08 julho 2015

Você sabia que era B.O.

O lustre pendurado baixo por uma corda deixava soltos no ar os cristais como pingos e era fácil ver que chovia. Atrás do arquivo de quinas enferrujadas a camiseta escolar, rede municipal, mal cobria os corpos franzinos, inchava em soquinhos nas barrigas, arfar da batalha. A maior, uma menina, trazia a mão uma lâmpada fluorescente em formato de bastão, espadachim de golpes lentos e precisos, o olhar vidrado na nesga de luz que escapava à muralha de máquinas de costura, mesas de escritório, bichos de pelúcia, estátuas, abajures, lousas, televisores inutilizados e úteis. Se o ponto de luz piscava, por estar em caminho de pombo, ou de nuvem, pela entrada de um cliente, pelo balançar inexplicável de um lustre, e quanto movimento inexplicável em meio a tantos objetos inanimados, a mão pequena abraçava um pouco mais a base de sua espada cilíndrica e se punha a ponto de salto, que cravava a iluminação no vagalume maligno, bibelô de pilha de retrovisor, na retaguarda o irmão com uma pá, ela por parte do bem, o enorme inimigo etéreo por parte do desconhecido. Cravava cheia de fúria justa no varal de penduricalhos aleatórios cada caco de sua angústia. A derrocada do oponente não tarda, e ao se virar ela mira os ventiladores de fábrica com olhar de conclusão, moinho seu, meu, espada à mão, a dupla ataca o vento o plástico o metal, desaba ser que gira e não caminha, peca de não sair do lugar. Vitória.

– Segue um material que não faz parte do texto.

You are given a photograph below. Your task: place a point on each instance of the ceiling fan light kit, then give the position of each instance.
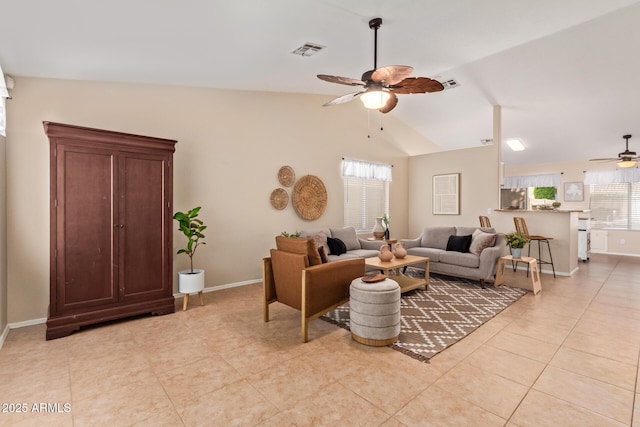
(626, 159)
(380, 85)
(375, 99)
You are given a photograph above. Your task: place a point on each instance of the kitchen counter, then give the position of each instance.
(541, 210)
(559, 224)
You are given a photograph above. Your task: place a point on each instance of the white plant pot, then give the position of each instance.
(190, 283)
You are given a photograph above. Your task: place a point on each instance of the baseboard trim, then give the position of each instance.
(226, 286)
(31, 322)
(176, 295)
(4, 335)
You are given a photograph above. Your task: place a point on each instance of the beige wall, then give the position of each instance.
(3, 238)
(230, 147)
(618, 241)
(478, 168)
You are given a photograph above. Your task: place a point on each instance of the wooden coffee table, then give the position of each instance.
(396, 264)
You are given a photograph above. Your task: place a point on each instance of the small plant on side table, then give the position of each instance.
(516, 242)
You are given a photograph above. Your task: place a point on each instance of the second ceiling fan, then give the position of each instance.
(380, 85)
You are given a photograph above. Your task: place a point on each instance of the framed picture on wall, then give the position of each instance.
(446, 194)
(573, 192)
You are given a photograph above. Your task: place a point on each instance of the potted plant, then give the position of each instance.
(516, 242)
(192, 280)
(385, 223)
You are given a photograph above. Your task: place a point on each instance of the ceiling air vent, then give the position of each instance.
(308, 49)
(450, 84)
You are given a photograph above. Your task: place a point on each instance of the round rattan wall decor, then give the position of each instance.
(279, 198)
(309, 197)
(286, 176)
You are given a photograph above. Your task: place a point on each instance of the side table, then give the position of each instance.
(536, 286)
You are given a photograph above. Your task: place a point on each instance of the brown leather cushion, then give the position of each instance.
(300, 245)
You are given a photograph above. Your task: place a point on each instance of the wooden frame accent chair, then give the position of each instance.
(294, 275)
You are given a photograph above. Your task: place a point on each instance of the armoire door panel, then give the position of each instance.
(143, 214)
(85, 228)
(111, 218)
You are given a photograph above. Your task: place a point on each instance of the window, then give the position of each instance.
(615, 205)
(366, 193)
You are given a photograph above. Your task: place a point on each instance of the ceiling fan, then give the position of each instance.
(380, 85)
(626, 159)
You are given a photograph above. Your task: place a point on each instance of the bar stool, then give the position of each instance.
(521, 227)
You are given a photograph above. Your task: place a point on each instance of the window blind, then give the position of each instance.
(366, 193)
(615, 205)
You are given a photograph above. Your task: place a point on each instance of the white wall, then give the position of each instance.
(231, 145)
(3, 239)
(479, 183)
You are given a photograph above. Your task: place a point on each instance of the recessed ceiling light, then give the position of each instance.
(515, 144)
(308, 49)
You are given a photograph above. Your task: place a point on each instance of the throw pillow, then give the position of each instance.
(436, 237)
(299, 245)
(336, 246)
(321, 241)
(323, 254)
(348, 236)
(481, 241)
(459, 243)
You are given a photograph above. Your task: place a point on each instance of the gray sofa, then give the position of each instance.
(478, 264)
(356, 247)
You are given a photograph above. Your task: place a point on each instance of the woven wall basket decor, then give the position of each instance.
(279, 198)
(286, 176)
(309, 197)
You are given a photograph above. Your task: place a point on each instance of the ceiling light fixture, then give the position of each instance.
(375, 99)
(515, 144)
(627, 163)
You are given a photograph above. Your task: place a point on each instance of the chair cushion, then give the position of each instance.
(348, 236)
(459, 243)
(336, 246)
(481, 241)
(299, 245)
(323, 255)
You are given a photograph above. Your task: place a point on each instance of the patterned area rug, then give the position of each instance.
(435, 319)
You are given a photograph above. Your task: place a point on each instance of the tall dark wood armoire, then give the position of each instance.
(111, 226)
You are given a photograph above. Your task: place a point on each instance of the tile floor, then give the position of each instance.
(566, 357)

Cada objeto com sua sombra e seu passado. O vício de todos de ainda servir mas não praticar. Admirar a relíquia que chega e que vai, eleger um presente dentre o diverso, o afeto ao avesso aberto em diagonais. Estátuas baratas em gesso testemunharam a luta encarniçada contra o vagalume maligno e as asas de vento infernais.